Het is moeilijk om een hotel te vinden in Trichy: deze week van september is de favoriete periode om te trouwen en de meeste hotels zijn volgeboekt. Na lang zoeken vinden we een kamer met tv in één van de betere hotels, weliswaar aan het busstation.
In de namiddag nemen we een kijkje in de Tempel van de Rots. Vierhonderd trappen leiden naar een tempeltje boven op een rots. Mooi zicht op de stad, totaal bezweet en dat is het zowat. De scholen zijn uit en alle stadsbussen zitten overvol met blauwwitte uniformpjes: geen mogelijkheid op in een bus te geraken. Dan maar met de taxi terug naar ons hotel.
Sander en Ruben werken wat voor school voor het avondeten.
Een rustige avond voor tv: James Bond in ‘Never say never again’ op StarPlusChannel.
Op straat blazen de misthoorns onophoudelijk; het is hier een drukke vaarroute …

maandag 10 september 2007

10.09.2007: dag 56: Madurai


De nachten in Zuid-India zijn behoorlijk warm en vooral vochtig. Overdag is het zonnig tot 28 graden maar door het hoge vochtgehalte in de lucht voelt het veel warmer aan en zweet je constant, een beetje zoals ze thuis zeggen: “een laf weer”.
Ruben en Sander zijn ondertussen ‘terug naar school’. In de winkel zijn we papier, stiften, pennen en ander klein schoolgerief gaan kopen.
De start van de studietijd gebeurt echter niet van harte en pas na veel aandringen. Ruben heeft een aantal cd’s mee waarmee hij op de laptop Nederlands, Frans, Engels, informatica en handel kan oefenen. Na Nederlands gisteren houden de jongens zich in de voormiddag enkele uren bezig met Franse oefeningen.
We zullen proberen hier een vaste gewoonte van te maken op dagen dat we niet onderweg zijn of andere bezigheden hebben.
Deze middag eten we een ‘special meal’: rijst met elf soorten groentencurry’s in afzonderlijke potjes en schaaltjes gepresenteerd in een grote ronde schaal op een bananenblad.

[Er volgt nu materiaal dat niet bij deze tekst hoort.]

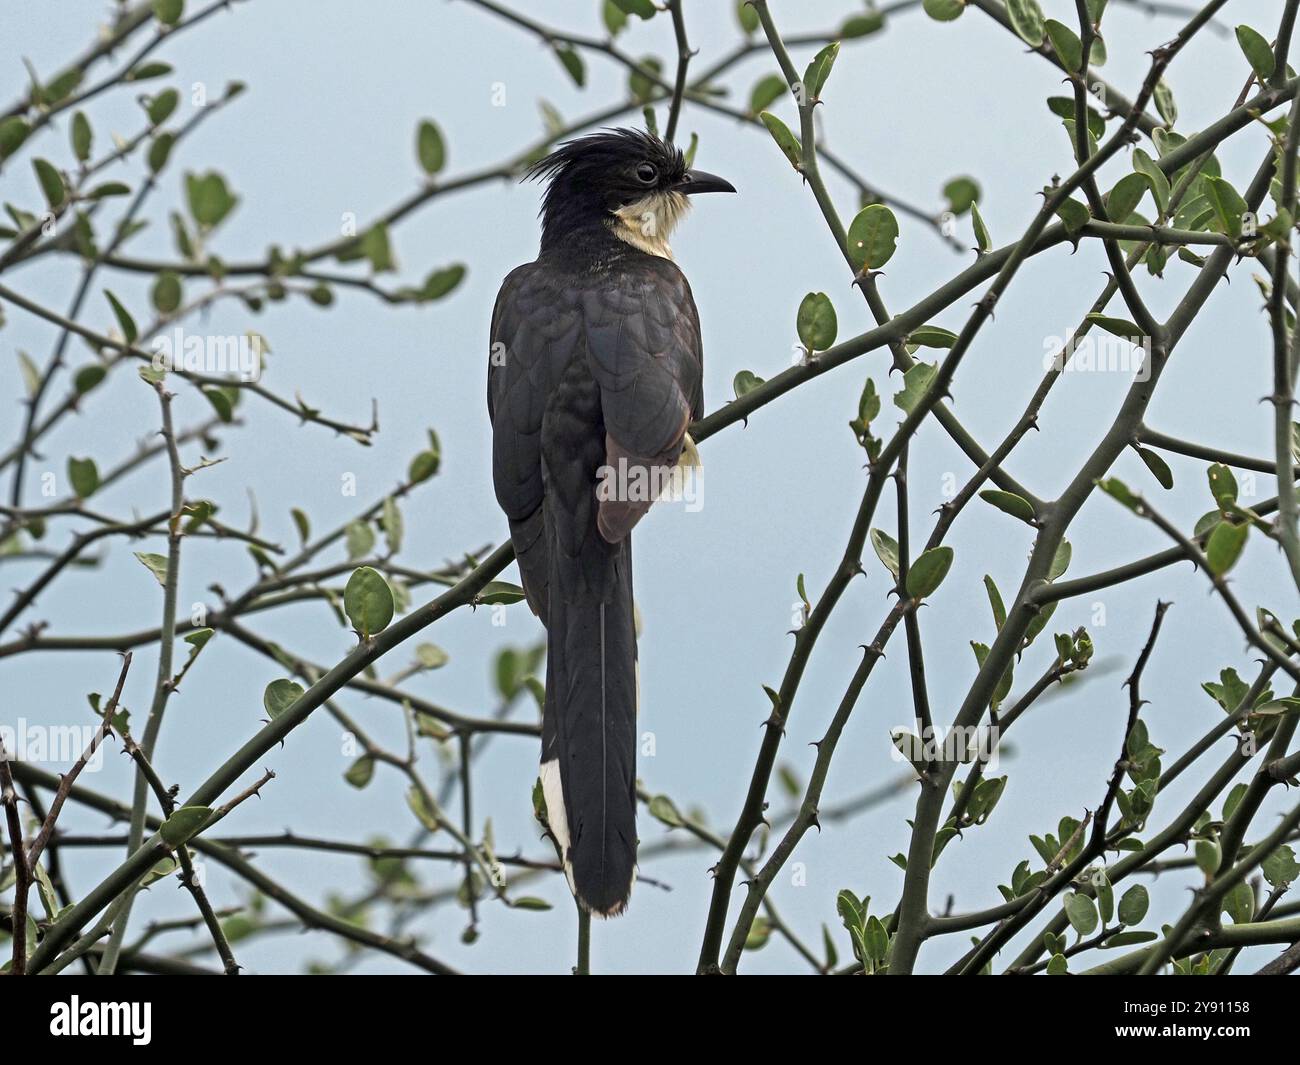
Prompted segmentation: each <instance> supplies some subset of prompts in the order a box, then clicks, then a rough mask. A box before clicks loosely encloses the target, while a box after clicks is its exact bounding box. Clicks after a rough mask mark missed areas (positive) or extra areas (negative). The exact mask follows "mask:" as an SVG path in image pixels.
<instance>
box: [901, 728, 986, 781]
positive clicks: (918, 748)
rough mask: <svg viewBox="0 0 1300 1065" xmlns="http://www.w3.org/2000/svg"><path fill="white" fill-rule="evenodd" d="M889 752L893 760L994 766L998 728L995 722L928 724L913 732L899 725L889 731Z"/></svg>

Met de hand meng je alle zijgerechtjes met de rijst zodat er een mengeling ontstaat van subtiele smaken.
Een bezoek aan het internetcafé hoort tot de dagelijkse routine, kwestie van de communicatie met vriendjes thuis niet te verliezen. Je vindt op bijna elke straathoek internetcafeetjes: kleine kamertjes achterin waar enkele aftandse computers beschikbaar zijn. Een uur surfen kost 0,15 euro in Madurai.
De Sri Meenakshitempel is een tweede bezoek waard. Het is er vandaag veel rustiger dan gisteren.
We pakken de rugzakken vanavond al in want we moeten morgenvroeg al om zeven uur uit de kamers. Hotels hanteren hier tellen een huur van vierentwintig uur vanaf de inchecktijd. Aangezien we ons gisteren in alle vroegte aanboden, houdt dat in dat we ook weer even vroeg moeten vertrekken. Je kunt dus beter zo laat mogelijk in een hotel aankomen, dan behoud je de kamer ook de dag nadien.

zondag 9 september 2007

09.09.2007: dag 55: Madurai



Om vijf uur in de ochtend worden we door de gangwachter gewekt: Madurai terminus!
Het is nog donker. Een beetje slaapdronken pakken we onze spullen in en volgen we de grote sliert passagiers die de trein verlaten naar de uitgang. Tientallen mensen slapen op de grond op de perrons en voor de ingang van het station.
Met de motortaxi rijden we naar ons hotel vlakbij de grote Sri Meenakshitempel. We rekenen op de dakkamer die volgens de Lonely planet het beste zicht van Madurai op de tempel zou hebben. We hebben geluk: de kamer is inderdaad vrij en het zicht vanaf ons terras op tempelcomplex met de net opkomende zon op de achtergrond is fenomenaal. Voor ons ontvouwt zich de ultieme hindoekitsch: pastelgekleurde gebeeldhouwde figuren van dieren en goden die als een reusachtig stripverhaal op de gopurams of tempeltorens gebeiteld zijn.
De kinderen zijn moe en kregelig: ze hebben voorlopig geen belangstelling voor al dat moois: zij willen douchen en uitslapen. Het ontbijt wordt geserveerd op ons dakterras: heerlijk!
Madurai is een pelgrimstad met alles wat dat met zich meebrengt: veel lawaai en verkeersdrukte, goedkope hotels, internetcafés, kleine winkels met textiel en elektronica, kiosken met thee en snacks en fruit, fietsrishaws, motortaxi’s in kapotte straten met open riolen waar de zakenman en de modale Indiër woont tussen zijn afval, waarin met lompen omhulde bedelaars en koeien - al dan niet met heiligenstatus - snuffelen naar etensresten. De armsten speuren blootsvoets en met zakken op de rug naar recycleerbaar plastic. Geuren van rottend afval mengen zich met aroma’s van zoete gebakjes en koeienvlaaien. Chique airco patisserieën en restaurants staan naast aftandse volkse eethuisjes waar je op een bankje voor een paar cent je maag kunt vullen. Een constante stroom bedevaarders uit alle streken van het land vindt zijn weg naar de grote tempel. De staat Kerala was de gepoetste versie van India; dit is Tamil Nadu: India zoals het is en het laat niemand onberoerd.
In deze chaos kun je verbazend lekker eten: een uitstekende vegetarische maaltijd voor nog geen halve euro bestaande uit rijst en zeven verschillende curry’s, gaande van scherp en pikant tot bitter en suikerzoet, stilt de honger.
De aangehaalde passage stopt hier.